Intrinsic Plagiarism Detection 2009
Synopsis
- Task: Given a set of suspicious documents the task is to identify all plagiarized text passages, e.g., by detecting writing style breaches. The comparison of a suspicious document with other documents is not allowed in this task.
- Input: [data]
- Evaluator: [code]
Award
We are happy to announce the following overall winner of the 1st International Competition on Plagiarism Detection who will be awarded 500,- Euro sponsored by Yahoo! Research:
- Task winner of the intrinsic analysis task is Efstathios Stamatatos from the University of the Aegean.
Congratulations!
Input
To develop your approach, we provide you with a training corpus which comprises a set of suspicious documents, each of which may contain plagiarized passages.
Output
For each suspicious document suspicious-documentXYZ.txt found in the evaluation
corpora, your plagiarism detector shall output an XML file suspicious-documentXYZ.xml which contains
meta information about all plagiarism cases detected within:
<document reference="suspicious-documentXYZ.txt">
<feature name="detected-plagiarism"
this_offset="5"
this_length="1000"
/>
...
</document>
The XML documents must be valid with respect to the XML schema found here.
Evaluation
Performance will be measured using macro-averaged precision and recall, granularity, and the plagdet score, which is a combination of the first three measures.

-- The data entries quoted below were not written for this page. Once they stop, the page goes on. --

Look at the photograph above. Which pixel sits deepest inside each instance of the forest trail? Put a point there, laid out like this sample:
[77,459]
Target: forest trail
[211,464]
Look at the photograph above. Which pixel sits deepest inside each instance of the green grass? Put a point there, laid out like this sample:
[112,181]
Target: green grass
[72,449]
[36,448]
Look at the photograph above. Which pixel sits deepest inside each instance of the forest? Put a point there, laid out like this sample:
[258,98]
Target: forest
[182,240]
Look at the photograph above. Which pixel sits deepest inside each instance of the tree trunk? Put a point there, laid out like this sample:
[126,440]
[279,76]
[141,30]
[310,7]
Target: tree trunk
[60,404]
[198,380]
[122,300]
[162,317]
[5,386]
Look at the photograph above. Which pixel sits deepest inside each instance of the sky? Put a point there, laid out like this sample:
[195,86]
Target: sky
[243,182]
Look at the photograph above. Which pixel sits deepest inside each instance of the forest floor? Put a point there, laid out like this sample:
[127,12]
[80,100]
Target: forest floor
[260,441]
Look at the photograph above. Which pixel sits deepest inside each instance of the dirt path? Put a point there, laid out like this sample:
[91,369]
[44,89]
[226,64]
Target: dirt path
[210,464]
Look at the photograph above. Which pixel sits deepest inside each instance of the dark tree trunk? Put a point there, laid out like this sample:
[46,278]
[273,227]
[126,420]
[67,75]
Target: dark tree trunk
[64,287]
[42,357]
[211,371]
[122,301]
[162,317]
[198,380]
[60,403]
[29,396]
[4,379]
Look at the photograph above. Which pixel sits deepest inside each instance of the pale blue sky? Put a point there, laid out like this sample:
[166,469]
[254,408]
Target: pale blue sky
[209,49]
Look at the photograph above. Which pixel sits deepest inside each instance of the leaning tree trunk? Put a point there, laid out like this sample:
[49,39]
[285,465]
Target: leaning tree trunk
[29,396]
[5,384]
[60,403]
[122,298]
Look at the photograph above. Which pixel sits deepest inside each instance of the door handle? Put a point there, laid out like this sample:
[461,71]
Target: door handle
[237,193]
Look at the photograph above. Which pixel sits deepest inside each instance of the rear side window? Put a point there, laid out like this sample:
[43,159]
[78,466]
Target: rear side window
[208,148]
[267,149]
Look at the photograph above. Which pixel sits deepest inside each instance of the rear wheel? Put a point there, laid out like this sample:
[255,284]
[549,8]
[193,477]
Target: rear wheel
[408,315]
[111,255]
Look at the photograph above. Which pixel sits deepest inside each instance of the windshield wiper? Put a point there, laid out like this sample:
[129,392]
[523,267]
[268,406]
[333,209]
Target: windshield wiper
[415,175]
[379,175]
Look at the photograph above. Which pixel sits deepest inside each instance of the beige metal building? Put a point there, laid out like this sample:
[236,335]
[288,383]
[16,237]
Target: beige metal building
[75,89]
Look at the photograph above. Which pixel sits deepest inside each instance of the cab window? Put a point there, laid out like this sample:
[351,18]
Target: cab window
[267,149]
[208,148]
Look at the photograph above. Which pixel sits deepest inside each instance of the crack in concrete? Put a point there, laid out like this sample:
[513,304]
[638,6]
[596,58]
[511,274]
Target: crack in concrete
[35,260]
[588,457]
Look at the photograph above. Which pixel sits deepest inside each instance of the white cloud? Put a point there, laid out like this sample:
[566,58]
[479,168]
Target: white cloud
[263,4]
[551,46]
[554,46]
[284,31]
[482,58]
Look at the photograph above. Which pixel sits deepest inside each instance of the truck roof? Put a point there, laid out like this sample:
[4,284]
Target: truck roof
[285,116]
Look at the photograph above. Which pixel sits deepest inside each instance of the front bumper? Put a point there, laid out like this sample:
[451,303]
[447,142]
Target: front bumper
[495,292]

For your convenience, we provide a reference implementation of the measures written in Python.
Results
| Intrinsic Plagiarism Detection Performance | |
|---|---|
| Plagdet | Participant |
| 0.2462 | E. Stamatatos University of the Aegean, Greece |
| 0.1955 | B. Hagbi and M. Koppel Bar Ilan University, Israel |
| 0.1766 | M. Zechner, M. Muhr, R. Kern, and M. Granitzer Know-Center Graz, Austria |
| 0.1219 | L. M. Seaward and S. Matwin University of Ottawa, Canada |
A more detailed analysis of the detection performances with respect to precision, recall, and granularity can be found in the overview paper accompanying this task.